Does the UK state help publishers with publishing?
Ha no!
Mark: There was a period in the 1990s when publishers could get Arts Council funding, but not anymore.
Sometimes authors, artists or institutions we’re working with might receive some funding to produce a publication, so some, or occasionally, all our production costs might be met, which is a great help, but it’s not something we can rely on.
Jamie: Yes, as Mark said, we’re on our own in an increasingly precarious publishing sector. We’ve looked to alernate funding models—crowdfunding through kickstarter for example—but given that it’s just the two of us running everything, from commissioning and editing to deisgn, layout and marketing, it’s very difficult to find the time to run an effective funding campaign with all of the work that requires.
In addition to books, are you thinking of other forms of publication? For example documentaries, movies, podcasts?
Mark: We’d love to do more but the workload between the two of us is already enormous and we struggle to keep on top of it.

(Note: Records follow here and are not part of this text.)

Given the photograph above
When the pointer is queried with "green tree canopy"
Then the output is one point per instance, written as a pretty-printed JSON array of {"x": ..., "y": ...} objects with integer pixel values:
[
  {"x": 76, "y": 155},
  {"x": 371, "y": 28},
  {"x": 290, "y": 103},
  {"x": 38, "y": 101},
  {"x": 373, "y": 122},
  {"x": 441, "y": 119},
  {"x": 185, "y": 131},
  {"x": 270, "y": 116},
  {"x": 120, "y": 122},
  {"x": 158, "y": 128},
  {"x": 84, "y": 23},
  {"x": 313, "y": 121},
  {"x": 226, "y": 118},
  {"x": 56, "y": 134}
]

We both have projects that we are working on outside of SAP however – writing, teaching music, curating, programming events etc – and these things often overlap with our work as SAP.
Jamie: Yes, as Mark said we’re both involved in a good number of projects beyond the press. Mark has a very active career as a musician these days with a number of new releases this past year alone, and is increasingly called upon to talk on the UFO phenomenon as it takes on new resonances in the present. I’m constantly writing for art publications have a number of books in print and in production, while developing exhibiton projects. We’re both very active as respondents too, often joining panel discussions on music, art, technology and their various political resonances.
Are there any forthcoming titles worth mentioning?
Always! New titles for the next year or so include:
– Dorothy Max Prior’s second volume of memoir, which sees her teaching ballroom dancing while on tour as the drummer for Psychic TV;
– A history of artists’ psychedelic light shows in Britain;
– A biography of Anthony Balch, the British film maker and producer who collaborated with William Burroughs and imported exotic and erotic cinema into the UK, including ‘Haxan Witchcraft Through the Ages’ and ‘Freaks’.
– A biography of Eric Dingwall, psychic investigator and keeper of the forbidden library at the British Museum.